His breath shuddered out. “I wanted to kill him. When he spoke about teaching you, moulding you—God, Amelia, I wanted to break him in half.”
“I know.” She did. Had seen it blazing in his eyes even as he’d maintained iron control. “But you didn’t. You protected me without losing yourself.”
“He’s exactly what Daniel warned me about.” Tobias’s jaw clenched. “The rumours about his late wife’s death—the questions that were never properly answered?—”
“I know.” Horror curled through her belly. “I heard it in his voice. The way he spoke of her. Of teaching her, breaking her into submission.” She shuddered. “That could have been me.”
“Never.” The word emerged fierce. Absolute. “I would have stopped it. Would have found a way to intervene before—” He broke off, pulling her closer. “You’ll never belong to anyone but yourself. No matter what happens between us, that remains true. Always.”
Something in her chest cracked open at that. At the sheer conviction in his voice.
“Tobias.” His name emerged broken. Reverent.
“Marry me.”
The words weren’t a question. They were a plea. Raw and desperate and utterly vulnerable.
“Marry me, Amelia. Not because society demands it or scandal forces your hand. Not for Henry’s sake or for propriety or for any reason except this: I love you. I love your strength and your gentleness and the way you see past every mask I’ve ever worn. I love watching you with Henry. I love how you challenge me, frustrate me, make me want to be better than I ever thought possible.”
Her breath caught. Tears burned behind her eyes.

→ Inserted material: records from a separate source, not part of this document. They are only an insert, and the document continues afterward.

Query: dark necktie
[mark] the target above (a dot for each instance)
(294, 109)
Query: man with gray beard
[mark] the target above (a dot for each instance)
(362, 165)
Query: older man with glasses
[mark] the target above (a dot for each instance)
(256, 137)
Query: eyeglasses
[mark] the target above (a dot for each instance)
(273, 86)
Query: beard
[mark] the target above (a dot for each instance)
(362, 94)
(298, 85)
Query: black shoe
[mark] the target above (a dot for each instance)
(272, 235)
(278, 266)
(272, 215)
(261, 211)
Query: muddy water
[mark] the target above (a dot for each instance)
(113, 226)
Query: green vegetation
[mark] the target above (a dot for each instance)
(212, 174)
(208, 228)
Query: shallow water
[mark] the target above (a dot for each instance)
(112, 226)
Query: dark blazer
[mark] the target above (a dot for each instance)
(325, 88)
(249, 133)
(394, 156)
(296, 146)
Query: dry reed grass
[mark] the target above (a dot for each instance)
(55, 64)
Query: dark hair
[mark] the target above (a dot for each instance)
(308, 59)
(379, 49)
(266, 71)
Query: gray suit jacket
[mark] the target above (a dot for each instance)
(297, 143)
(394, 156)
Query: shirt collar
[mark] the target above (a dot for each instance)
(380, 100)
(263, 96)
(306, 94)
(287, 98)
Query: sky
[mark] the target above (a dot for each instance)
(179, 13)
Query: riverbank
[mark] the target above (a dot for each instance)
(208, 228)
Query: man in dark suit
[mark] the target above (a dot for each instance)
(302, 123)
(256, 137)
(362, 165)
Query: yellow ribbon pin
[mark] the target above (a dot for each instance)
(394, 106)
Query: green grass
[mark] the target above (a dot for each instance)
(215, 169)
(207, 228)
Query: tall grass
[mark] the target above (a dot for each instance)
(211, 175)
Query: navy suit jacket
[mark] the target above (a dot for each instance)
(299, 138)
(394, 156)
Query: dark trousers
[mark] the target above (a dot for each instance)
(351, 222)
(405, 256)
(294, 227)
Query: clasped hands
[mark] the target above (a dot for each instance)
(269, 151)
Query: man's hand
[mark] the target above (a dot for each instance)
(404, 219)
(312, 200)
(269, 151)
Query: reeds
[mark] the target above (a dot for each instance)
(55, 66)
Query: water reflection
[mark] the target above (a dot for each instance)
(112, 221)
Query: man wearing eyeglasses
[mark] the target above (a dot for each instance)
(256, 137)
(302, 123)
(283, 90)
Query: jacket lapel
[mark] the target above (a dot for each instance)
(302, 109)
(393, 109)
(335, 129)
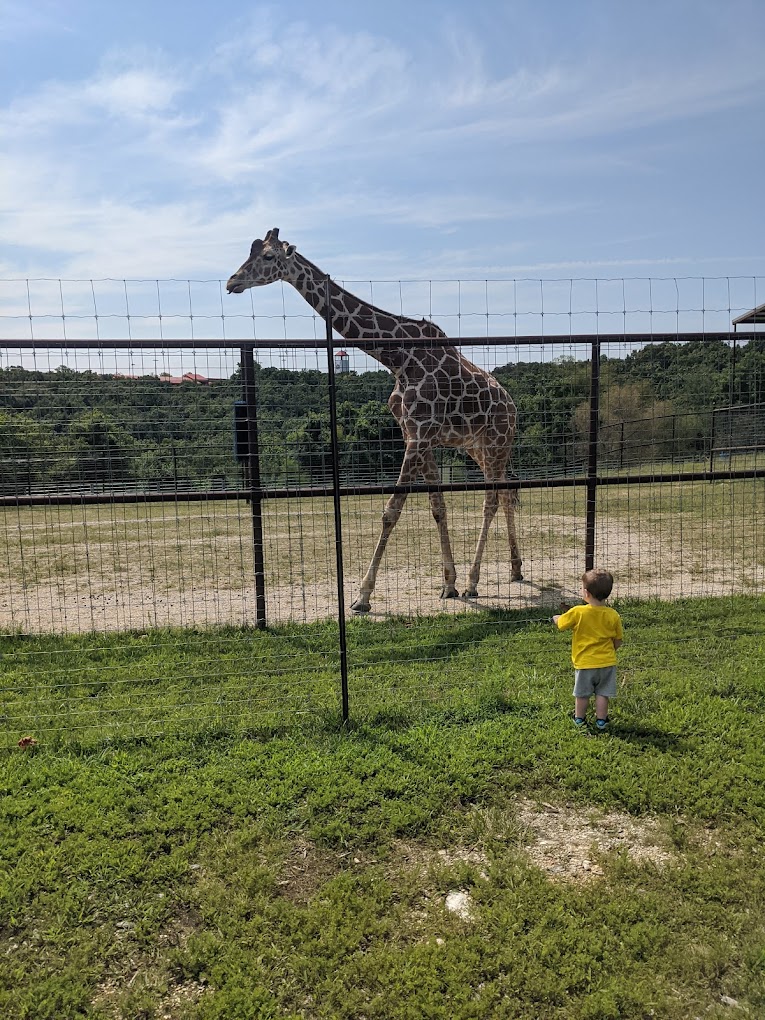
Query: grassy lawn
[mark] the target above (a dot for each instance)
(195, 836)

“I love you beyond reason or logic or any attempt at good sense,” he continued, the words tumbling out like he couldn’t stop them. “And I’m done pretending otherwise. Done sacrificing what we could have on the altar of propriety. So marry me. Please. Let me spend the rest of my life proving I’m worthy of the gift you’d be giving me.”
For a heartbeat, she couldn’t speak. Couldn’t breathe. Could only stare at him through blurring tears and feel her heart swell until she thought it might burst.
“Yes.”
The word emerged barely above a whisper, but she watched it land. Watched his eyes widen with disbelief that shifted rapidly into blazing joy.

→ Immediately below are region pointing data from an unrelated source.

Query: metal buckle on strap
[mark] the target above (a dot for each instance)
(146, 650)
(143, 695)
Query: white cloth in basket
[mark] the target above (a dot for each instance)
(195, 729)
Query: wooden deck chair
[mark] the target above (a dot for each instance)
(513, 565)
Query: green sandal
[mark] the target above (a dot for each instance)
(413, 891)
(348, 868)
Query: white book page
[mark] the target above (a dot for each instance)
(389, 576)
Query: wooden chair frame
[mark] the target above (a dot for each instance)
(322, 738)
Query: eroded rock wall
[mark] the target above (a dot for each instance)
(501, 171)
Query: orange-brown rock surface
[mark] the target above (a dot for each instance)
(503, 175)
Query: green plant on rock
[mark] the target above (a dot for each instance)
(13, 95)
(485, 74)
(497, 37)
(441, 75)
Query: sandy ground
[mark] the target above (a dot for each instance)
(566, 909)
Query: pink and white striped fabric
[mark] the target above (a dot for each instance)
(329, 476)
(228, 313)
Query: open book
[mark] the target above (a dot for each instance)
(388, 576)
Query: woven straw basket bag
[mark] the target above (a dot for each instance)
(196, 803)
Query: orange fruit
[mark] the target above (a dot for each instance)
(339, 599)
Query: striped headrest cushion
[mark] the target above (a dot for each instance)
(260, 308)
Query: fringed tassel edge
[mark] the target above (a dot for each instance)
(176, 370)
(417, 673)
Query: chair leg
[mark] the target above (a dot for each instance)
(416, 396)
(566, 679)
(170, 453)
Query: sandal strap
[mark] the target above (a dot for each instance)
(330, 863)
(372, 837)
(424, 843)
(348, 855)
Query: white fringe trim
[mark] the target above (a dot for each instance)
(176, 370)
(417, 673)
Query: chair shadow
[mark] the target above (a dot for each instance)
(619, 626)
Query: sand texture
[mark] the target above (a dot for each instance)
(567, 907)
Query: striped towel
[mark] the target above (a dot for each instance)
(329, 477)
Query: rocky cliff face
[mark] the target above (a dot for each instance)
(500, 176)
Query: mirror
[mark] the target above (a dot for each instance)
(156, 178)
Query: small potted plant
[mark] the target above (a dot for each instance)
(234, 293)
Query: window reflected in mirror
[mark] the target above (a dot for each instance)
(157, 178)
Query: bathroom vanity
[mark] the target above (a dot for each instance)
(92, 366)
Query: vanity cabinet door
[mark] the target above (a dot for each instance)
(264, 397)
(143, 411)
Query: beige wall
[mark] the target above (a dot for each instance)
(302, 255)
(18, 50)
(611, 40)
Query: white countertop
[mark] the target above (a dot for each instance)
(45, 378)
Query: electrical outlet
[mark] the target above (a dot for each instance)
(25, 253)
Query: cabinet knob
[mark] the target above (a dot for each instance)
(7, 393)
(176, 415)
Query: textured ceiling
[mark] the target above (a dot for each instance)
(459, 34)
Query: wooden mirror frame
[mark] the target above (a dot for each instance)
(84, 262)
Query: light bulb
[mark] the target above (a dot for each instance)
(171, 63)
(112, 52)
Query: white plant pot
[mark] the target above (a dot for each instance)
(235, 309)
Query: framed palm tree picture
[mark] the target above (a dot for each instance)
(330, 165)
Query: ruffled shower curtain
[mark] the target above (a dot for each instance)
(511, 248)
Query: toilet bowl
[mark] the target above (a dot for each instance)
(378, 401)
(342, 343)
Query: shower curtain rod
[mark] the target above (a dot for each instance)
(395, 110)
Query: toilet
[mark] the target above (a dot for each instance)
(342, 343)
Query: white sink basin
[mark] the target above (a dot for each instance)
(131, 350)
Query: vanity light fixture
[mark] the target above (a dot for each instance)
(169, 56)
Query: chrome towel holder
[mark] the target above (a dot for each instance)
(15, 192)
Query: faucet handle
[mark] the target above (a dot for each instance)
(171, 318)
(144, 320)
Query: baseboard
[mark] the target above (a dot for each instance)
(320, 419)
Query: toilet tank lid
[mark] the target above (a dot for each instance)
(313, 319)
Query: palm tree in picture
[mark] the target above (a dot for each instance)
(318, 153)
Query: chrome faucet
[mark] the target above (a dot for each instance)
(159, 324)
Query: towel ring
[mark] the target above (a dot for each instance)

“Yes,” she repeated, stronger now. “Yes, I’ll marry you. Yes to everything.”
He kissed her then. No hesitation, no restraint. Just pure, desperate relief and joy and love so fierce it stole what little breath she had left.
This kiss was different from all the others. No guilt shadowed it. No uncertainty. This was a celebration and a promise and the beginning of everything they’d been too afraid to reach for.
The carriage jolted into motion. Neither of them noticed.
His mouth moved from her lips to her jaw, her throat, that sensitive spot below her ear that made her gasp. “Mine,” he murmured against her skin. “Say it.”
“Yours.” The word emerged breathless. Wrecked. “I’m yours, Tobias. And you’re mine.”
“Always,” he breathed. “From the moment you walked into that dining room and I defended you against Edward. From the first time I held Henry and saw our future in his eyes. Always.”
She kissed him again, pouring everything she felt into the press of her lips against his. All the love she’d been too frightened to name. All the longing she’d tried so desperately to deny.
When they finally broke apart—driven by the basic human need for air—they were both trembling.
“We just scandalised half of London,” she whispered.
“I know.” His smile was wicked and tender in equal measure. “Worth it.”
She laughed then. Couldn’t help it. The sound bubbled up from her chest like champagne—bright and effervescent and utterly joyous.
“We’re going to be the talk of society for years.”
“Undoubtedly.” He pressed kisses along her jaw, her temple, anywhere he could reach. “I’m counting on it.”
Outside, London rushed past in a blur of lamplight and shadow. Inside the carriage, wrapped in each other’s arms with the future spreading before them like an unwritten page, they thought only of this moment.